Recently Pradhan Balter, a student of Sri Chinmoy for over 30 years, published a book – At The Feet of My Master about his life and experiences with his Spiritual Teacher. His books offers an insightful and illumining account of his 30 years as a disciple of Sri Chinmoy.
You can visit his site: At The Feet of My Master, where it is possible to order.
We asked him a few questions about the process of writing.
Why did I write the book?
If you would allow me, I would prefer to re-word the question to “Why was the book written?” At the time of writing it, there was no intent…no purpose beyond offering something nice to Guru. In fact, the book evolved as a result of a series of experiences I had with Guru
As you know, “sitting at the feet of the Master”, historically speaking, is a position of great honor and opportunity. But I never felt that this was a reflection of me or my own inner capacity. There was nothing about me that “earned” this role. It was, frankly, a boon given to me. I was a piece of fruit that Guru chose. He could easily, and in fact, did choose many others for this role.
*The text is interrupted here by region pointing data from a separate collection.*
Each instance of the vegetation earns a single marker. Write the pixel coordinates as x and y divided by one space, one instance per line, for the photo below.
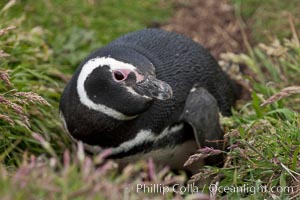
42 42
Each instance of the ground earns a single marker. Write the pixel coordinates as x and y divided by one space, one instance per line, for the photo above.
42 43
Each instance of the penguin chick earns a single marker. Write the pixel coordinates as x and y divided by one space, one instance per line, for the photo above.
149 93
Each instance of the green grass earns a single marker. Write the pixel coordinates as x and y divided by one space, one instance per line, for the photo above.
269 18
50 40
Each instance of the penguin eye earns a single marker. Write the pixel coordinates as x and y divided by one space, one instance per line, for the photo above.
119 76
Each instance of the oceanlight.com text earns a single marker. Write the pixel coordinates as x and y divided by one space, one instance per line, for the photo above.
212 189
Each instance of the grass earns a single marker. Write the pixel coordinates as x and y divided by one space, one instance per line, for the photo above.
268 19
49 41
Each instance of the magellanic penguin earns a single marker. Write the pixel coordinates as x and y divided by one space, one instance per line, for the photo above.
149 93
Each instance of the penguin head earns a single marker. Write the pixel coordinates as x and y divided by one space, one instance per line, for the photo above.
119 82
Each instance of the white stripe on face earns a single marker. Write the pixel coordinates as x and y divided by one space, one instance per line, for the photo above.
86 70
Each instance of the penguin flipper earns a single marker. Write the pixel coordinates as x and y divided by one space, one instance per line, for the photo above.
201 112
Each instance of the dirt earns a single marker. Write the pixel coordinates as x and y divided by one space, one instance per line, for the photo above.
212 23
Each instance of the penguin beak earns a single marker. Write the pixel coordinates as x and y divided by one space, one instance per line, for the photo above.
154 88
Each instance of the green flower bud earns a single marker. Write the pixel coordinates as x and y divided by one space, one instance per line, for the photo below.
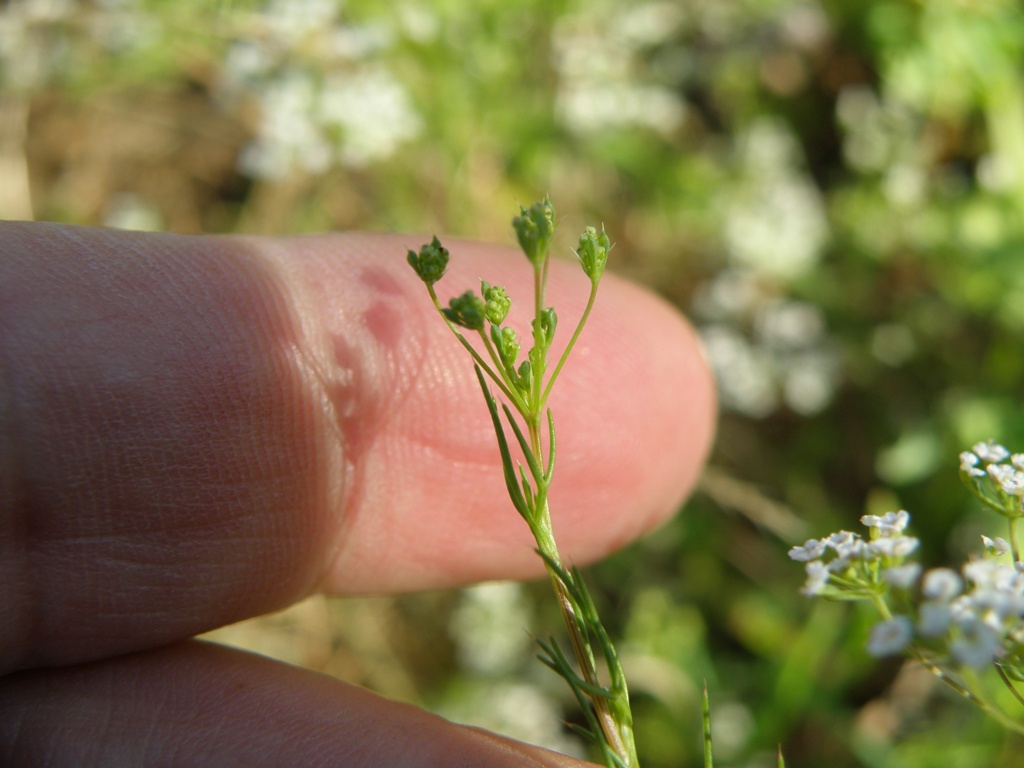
525 377
507 344
548 322
467 310
535 227
430 262
593 252
498 302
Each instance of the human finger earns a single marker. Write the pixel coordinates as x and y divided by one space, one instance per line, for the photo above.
200 705
197 430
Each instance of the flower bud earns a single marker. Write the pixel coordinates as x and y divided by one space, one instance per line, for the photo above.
467 310
497 301
535 227
593 252
430 262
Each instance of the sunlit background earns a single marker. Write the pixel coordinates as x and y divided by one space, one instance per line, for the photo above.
833 192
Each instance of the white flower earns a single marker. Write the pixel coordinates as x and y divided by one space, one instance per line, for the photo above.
902 577
942 584
846 545
895 547
812 550
990 452
890 637
934 617
977 644
969 464
988 574
889 523
997 546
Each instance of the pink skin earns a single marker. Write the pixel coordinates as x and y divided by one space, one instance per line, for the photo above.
197 430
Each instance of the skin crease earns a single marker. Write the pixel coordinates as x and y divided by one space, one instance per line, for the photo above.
198 430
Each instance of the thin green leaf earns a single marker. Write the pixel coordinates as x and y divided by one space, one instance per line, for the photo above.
706 717
515 493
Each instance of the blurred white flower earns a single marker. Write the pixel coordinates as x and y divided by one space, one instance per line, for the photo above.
890 637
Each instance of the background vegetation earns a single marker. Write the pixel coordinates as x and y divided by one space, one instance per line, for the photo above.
833 189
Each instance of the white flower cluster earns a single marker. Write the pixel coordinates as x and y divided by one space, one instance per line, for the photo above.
846 566
966 619
999 484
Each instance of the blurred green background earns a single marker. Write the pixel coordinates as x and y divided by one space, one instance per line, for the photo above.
833 190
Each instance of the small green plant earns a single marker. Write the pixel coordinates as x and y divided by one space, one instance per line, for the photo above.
957 624
525 387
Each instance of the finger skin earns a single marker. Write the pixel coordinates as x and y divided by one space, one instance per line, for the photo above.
197 705
196 430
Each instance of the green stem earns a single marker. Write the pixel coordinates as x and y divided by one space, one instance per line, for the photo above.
568 348
507 391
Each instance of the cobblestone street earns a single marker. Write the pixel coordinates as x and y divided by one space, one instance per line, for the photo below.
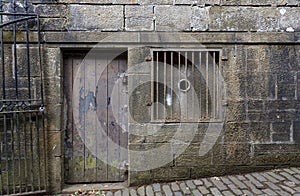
276 182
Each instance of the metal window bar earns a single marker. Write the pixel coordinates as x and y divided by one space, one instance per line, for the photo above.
22 133
190 76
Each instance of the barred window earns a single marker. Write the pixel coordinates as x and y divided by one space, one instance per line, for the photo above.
185 85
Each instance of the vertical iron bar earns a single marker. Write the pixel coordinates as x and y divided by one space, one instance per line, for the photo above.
165 82
38 148
31 152
2 53
152 85
3 95
25 151
6 152
186 85
12 128
28 52
193 90
179 83
15 51
214 85
40 61
200 86
157 85
172 64
19 150
206 80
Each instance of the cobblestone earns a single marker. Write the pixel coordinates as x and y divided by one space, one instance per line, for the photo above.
282 182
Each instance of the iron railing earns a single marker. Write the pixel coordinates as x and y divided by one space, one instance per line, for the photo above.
22 134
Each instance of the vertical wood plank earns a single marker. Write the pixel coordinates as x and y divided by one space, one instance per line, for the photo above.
113 130
89 112
102 99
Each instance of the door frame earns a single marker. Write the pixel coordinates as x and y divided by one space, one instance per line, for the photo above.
84 51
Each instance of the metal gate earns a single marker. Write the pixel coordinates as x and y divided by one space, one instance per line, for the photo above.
22 135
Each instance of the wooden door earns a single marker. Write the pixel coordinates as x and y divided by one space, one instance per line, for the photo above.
96 100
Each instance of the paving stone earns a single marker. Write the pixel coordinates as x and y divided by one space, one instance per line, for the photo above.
273 186
290 177
234 189
132 192
190 184
156 187
167 190
241 177
198 182
253 188
227 193
296 170
226 180
288 189
203 190
118 193
149 191
289 171
283 193
109 193
297 176
269 192
270 178
207 183
215 191
254 181
125 192
278 177
219 184
289 183
196 192
175 186
248 193
259 177
178 194
141 191
184 188
237 182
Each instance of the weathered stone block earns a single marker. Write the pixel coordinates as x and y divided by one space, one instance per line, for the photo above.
281 127
288 19
168 173
93 17
268 20
258 132
288 2
139 60
197 2
233 19
200 19
236 132
296 131
235 111
139 24
286 91
155 2
51 10
167 17
280 137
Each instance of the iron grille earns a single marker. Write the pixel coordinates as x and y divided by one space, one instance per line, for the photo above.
22 135
185 85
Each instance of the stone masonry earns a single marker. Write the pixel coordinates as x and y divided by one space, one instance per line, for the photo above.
259 42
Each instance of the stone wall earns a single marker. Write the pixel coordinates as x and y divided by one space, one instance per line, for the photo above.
260 63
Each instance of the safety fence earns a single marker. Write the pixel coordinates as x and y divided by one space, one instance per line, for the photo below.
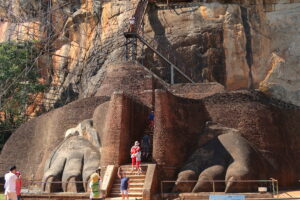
167 187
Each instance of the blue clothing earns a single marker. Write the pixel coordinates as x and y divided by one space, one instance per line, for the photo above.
124 183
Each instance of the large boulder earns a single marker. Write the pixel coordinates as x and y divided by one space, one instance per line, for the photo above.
32 144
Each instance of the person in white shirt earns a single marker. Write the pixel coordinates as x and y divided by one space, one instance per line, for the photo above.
10 184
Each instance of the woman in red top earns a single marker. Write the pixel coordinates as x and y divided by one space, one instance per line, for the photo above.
136 148
18 185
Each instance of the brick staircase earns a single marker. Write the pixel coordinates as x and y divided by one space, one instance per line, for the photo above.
136 183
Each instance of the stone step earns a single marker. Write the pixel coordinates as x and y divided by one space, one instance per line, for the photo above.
131 180
133 190
132 185
130 194
134 173
134 176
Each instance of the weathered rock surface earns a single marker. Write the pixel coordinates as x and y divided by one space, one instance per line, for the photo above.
214 41
269 126
32 144
226 156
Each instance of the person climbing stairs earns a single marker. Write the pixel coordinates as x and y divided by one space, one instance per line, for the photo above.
136 183
135 33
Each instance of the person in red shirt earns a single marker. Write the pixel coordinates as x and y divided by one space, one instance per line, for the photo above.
134 149
18 185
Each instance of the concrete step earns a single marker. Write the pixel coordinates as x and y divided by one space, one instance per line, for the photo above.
134 177
132 180
133 190
130 194
134 173
132 185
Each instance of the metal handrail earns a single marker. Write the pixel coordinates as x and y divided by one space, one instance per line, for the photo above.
274 182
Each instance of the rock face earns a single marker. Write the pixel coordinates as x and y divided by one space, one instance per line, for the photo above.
227 156
212 41
35 140
262 126
250 126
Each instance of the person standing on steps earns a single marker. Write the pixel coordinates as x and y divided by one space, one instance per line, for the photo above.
95 186
124 186
133 151
132 24
10 184
145 143
151 120
138 156
18 185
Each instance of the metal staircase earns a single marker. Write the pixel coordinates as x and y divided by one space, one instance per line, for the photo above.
133 37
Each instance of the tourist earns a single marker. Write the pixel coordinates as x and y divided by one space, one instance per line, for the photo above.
145 143
133 151
124 186
95 186
18 185
132 24
10 184
138 157
151 120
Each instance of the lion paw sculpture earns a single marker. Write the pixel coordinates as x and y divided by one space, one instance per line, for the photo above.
73 160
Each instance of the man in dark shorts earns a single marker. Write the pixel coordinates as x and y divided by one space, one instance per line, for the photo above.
124 184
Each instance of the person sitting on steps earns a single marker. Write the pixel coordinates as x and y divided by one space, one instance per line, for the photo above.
124 186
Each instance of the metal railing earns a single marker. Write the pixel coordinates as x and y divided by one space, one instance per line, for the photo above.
272 185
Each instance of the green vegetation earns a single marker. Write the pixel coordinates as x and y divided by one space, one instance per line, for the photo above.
18 82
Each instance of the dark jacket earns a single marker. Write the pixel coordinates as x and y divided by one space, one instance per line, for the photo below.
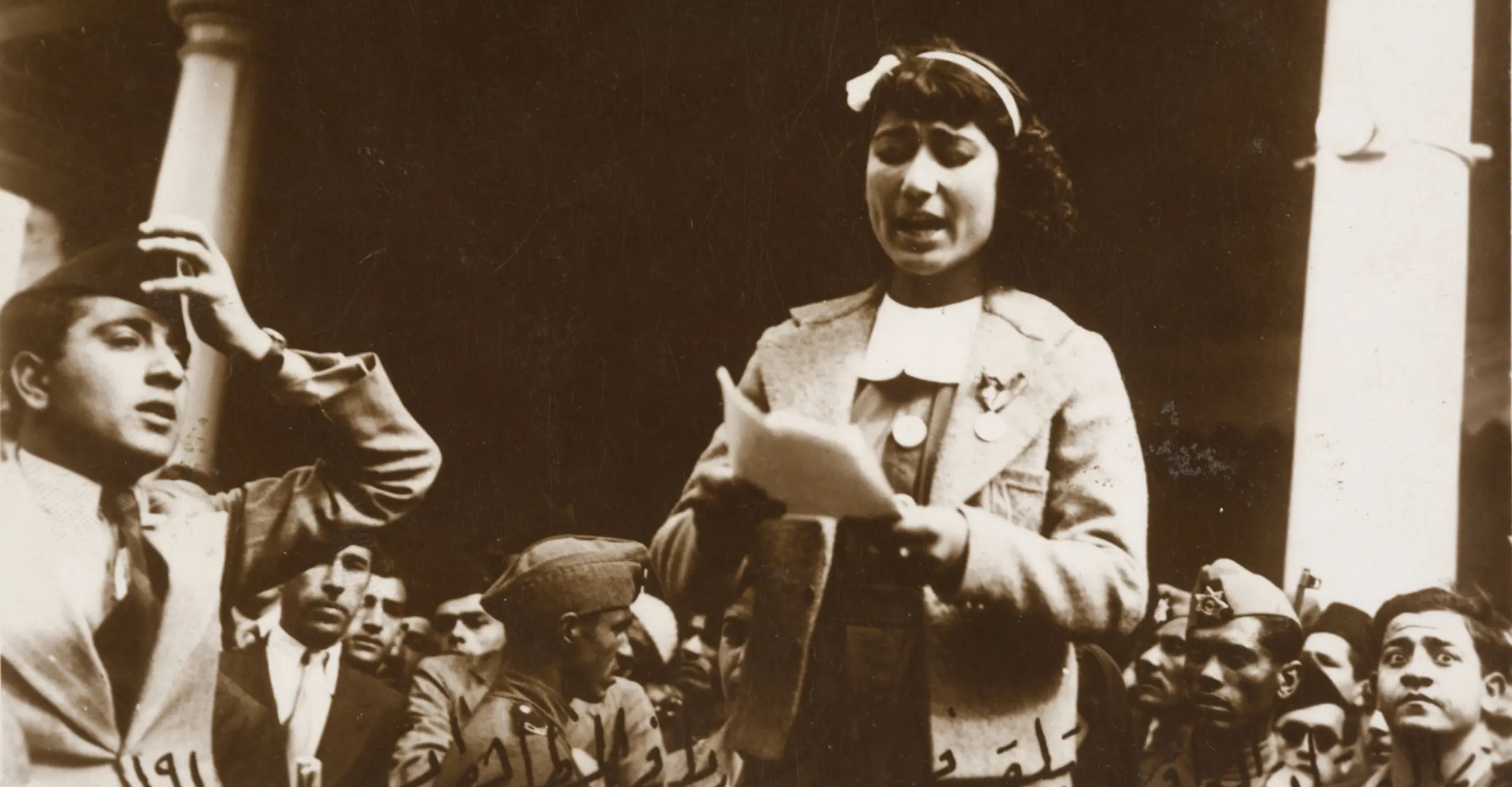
365 721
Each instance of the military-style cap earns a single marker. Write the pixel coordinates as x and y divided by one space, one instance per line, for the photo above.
1171 604
1314 688
1349 624
118 270
569 574
1227 591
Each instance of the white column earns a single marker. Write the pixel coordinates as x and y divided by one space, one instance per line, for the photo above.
204 176
12 241
1375 491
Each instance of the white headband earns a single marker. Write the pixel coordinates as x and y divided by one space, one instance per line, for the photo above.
858 91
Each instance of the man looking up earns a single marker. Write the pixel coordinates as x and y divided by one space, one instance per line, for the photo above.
566 603
377 624
1243 647
1443 665
111 578
1162 712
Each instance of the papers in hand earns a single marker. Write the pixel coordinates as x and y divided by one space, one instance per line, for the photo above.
814 468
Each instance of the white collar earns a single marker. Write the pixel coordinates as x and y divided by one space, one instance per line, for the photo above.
926 344
286 653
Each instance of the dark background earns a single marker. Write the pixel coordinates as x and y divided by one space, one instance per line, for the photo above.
554 220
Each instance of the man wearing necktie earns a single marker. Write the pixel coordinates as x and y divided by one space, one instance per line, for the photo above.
112 573
330 710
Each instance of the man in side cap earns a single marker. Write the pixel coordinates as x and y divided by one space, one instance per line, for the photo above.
109 666
1162 713
566 603
1338 643
1318 734
1243 648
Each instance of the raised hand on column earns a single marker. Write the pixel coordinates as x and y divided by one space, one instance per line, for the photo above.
204 278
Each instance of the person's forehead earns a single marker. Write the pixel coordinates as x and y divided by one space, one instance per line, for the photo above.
1327 642
460 604
386 588
1172 629
892 123
91 311
1325 715
1237 632
1437 624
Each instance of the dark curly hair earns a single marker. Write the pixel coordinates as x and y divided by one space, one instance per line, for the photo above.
1487 627
1036 212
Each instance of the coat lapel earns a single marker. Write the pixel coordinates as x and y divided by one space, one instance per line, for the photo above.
194 548
47 643
249 668
1036 391
345 727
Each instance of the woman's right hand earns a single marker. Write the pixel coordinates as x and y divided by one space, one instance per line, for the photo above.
728 510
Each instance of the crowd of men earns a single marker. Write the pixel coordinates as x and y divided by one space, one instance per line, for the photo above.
161 635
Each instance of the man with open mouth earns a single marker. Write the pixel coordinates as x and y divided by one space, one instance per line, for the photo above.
1243 657
112 570
1443 666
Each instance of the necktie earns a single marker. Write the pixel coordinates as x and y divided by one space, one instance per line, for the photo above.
129 632
304 724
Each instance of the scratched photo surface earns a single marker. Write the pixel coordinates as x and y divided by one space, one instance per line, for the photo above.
554 222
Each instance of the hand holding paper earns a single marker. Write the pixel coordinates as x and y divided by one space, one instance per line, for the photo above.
814 468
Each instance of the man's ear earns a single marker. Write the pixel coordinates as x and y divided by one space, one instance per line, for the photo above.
568 629
1496 698
31 378
1290 678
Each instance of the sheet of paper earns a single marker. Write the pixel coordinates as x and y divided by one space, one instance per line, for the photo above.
814 468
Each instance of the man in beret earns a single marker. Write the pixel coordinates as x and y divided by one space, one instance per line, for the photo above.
1318 736
112 574
1243 648
1443 666
566 604
1338 643
1162 713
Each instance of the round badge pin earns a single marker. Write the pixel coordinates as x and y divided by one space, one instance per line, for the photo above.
909 430
991 427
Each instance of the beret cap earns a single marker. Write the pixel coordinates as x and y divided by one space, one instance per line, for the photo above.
569 574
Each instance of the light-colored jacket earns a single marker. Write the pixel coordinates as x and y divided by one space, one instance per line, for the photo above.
242 541
620 733
1056 512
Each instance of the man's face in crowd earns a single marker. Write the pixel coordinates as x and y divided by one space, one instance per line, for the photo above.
592 661
376 629
318 606
1332 654
413 643
115 391
1314 739
1378 740
1159 680
462 627
695 659
1233 678
1429 677
734 635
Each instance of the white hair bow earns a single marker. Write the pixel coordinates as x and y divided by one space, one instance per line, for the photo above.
858 91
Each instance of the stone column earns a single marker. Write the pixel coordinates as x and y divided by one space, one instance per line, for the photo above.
1375 489
204 173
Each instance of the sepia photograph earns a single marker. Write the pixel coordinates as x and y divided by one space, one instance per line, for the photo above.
755 394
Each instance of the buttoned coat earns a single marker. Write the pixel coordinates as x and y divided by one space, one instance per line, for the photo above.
619 733
1056 512
236 542
360 729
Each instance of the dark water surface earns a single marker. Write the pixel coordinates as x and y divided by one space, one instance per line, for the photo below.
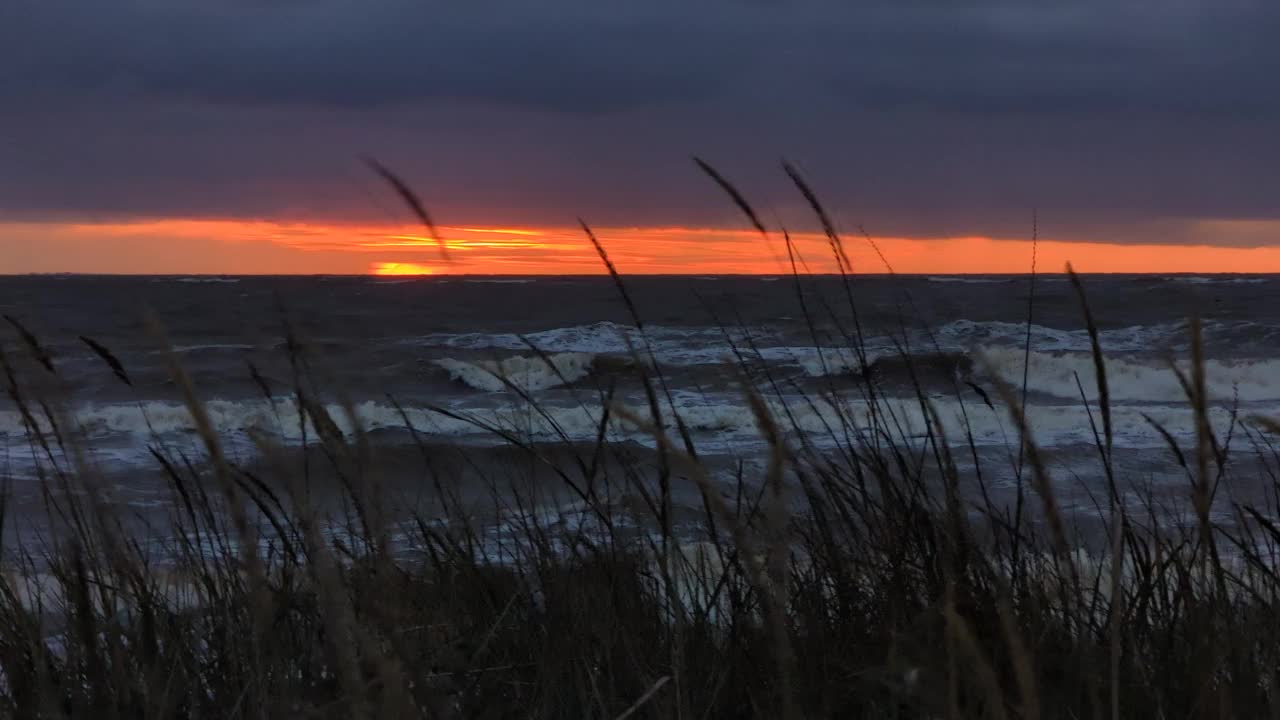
437 343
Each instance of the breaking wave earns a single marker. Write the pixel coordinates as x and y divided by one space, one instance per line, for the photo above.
721 422
525 373
1185 279
1054 374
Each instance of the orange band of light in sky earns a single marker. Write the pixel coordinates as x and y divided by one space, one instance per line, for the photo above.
188 246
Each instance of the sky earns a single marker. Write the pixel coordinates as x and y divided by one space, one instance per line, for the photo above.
183 136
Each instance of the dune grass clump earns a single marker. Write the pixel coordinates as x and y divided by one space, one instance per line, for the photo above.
873 574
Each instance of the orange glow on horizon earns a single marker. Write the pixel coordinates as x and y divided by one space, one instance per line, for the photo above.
277 247
401 269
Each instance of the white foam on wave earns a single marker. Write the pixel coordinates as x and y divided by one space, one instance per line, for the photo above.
1196 279
671 345
526 373
965 335
1054 373
720 423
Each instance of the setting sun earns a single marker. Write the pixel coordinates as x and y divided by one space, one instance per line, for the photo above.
401 269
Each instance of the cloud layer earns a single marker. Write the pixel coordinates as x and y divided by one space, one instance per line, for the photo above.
1118 121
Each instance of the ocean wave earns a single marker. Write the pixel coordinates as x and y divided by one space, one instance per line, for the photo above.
210 346
1132 381
1200 279
671 345
720 422
963 335
530 374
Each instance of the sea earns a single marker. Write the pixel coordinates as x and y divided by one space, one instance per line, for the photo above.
478 363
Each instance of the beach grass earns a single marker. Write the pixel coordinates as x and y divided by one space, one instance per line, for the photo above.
873 574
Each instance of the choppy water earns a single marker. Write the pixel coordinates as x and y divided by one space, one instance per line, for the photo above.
478 346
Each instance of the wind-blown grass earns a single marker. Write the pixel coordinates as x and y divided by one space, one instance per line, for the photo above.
851 578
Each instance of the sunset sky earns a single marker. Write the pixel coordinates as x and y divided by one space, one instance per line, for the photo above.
227 137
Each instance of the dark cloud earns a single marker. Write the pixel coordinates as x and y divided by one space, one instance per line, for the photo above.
1116 119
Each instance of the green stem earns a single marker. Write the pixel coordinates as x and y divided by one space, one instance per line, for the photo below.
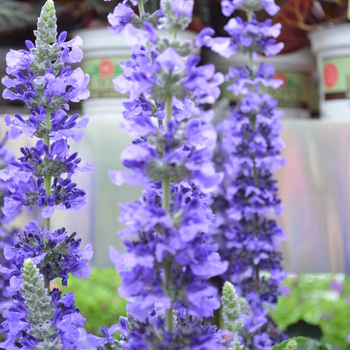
255 170
166 204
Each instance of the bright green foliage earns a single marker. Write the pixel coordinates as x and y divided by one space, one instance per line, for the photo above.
46 52
290 344
39 306
313 300
97 298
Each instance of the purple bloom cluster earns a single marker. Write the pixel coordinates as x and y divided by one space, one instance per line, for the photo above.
165 272
42 177
229 6
249 153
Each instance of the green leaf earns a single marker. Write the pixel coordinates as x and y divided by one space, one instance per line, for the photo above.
284 344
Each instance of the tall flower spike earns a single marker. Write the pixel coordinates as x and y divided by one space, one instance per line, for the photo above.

I felt, therefore, that the role didn’t belong to me and it was my responsibility, or even mandate, to share the experience with others.
This “experience sharing” would typically only take place privately in front of a few friends or spiritual-family members and always in the form of story-telling.
The very first time I formally wrote a story down on paper, I did so only because I thought Guru would enjoy it. I knew that if he liked it, he’d have me read it, but if not, no harm. It was on a Christmas trip in Tenerife. I wrote about an experience which I called NOAMS: No outer attention misery syndrome. It was very frank. It’s easy for me to be frank about my own personal experiences, so here I wrote about how my life changed when Guru first asked me to work on him, how I became very attached to the role, and how I received a very lovely public “blessing-scolding” because of that, etc, etc. So, I was delighted when Guru told me at a group function, “I read your story. Please read it aloud. You have a copy?” I replied that didn’t but I could easily tell the story.